Monday, December 1, 2008

My Father Yaakov

A Funny Thing Happened on the Way to Haran...

Have you ever heard the expression "life happens while we are making plans for something else"? My sense is that our father Yaakov would have understood that expression perfectly.

At the outset of the Parsha of Vayetzay we are told of Yaakov's journey. He is on the way from Beer Sheva to Haran to fulfill the charge of his parents to go and get for himself a wife. It was getting dark and he needed to rest. The Torah tells us he stopped over at hamakom, the place, for the night. Several times the Torah refers to the setting where Yaakov rested as hamakom, the place, as if it has no name. But why? At the end of the section we are told that Yaakov named hamakom, the place, Bet El. But is had a name prior. It was called Luz. So why is hamakom not referred to by its name, Luz, at the portions outset?

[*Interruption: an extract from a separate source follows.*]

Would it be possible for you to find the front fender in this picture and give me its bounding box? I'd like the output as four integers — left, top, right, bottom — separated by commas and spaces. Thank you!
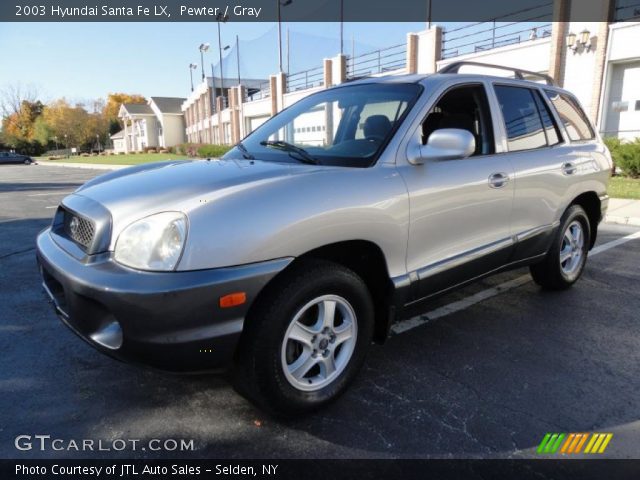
178, 165, 409, 276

I suspect the place was not named at the beginning because to Yaakov its name was irrelevant. Yaakov was on a mission. He was focused on his goal. He merely was in Luz because he was tired and it was too dark to travel. The setting might as well have been anywhere he lay his head. It was only a way-station to places far more important for the journeys successful completion.

How surprised was Yaakov to have an amazing dream at this non-descript place, a dream of ascending and descending angels, a dream in which he receives the promise of the Divine. No wonder when Yaakov wakes in the middle of the night he does not build an altar and deal with the content of his dream, marvelous as it was. For that he waits until morning. No, he awakes and is shaken. He wonders how could he have missed an awareness of the holiness of this site. How could he have thought he was in hamakom when in fact he was at the Bet Elokim.

Indeed Yaakov was so busy focused on the destination that he almost missed the gift and opportunity of the journey itself with all its moments to experience Hashem.

A great baal musar once wrote that every person's daled amot, four cubits, is their kodesh hakadashim, holy of holies. And if a person accesses the moment and the place who knows whats possible for him/her in the arena of kedusha. What's vital is to never see where we are as simply a means to an end. The place where we are, no matter how far from our destination, may be the bet elokim for us if we will be but open to the moment. Life does happen while we are busy making plans...What a shame it would be if we were too preoccupied to notice!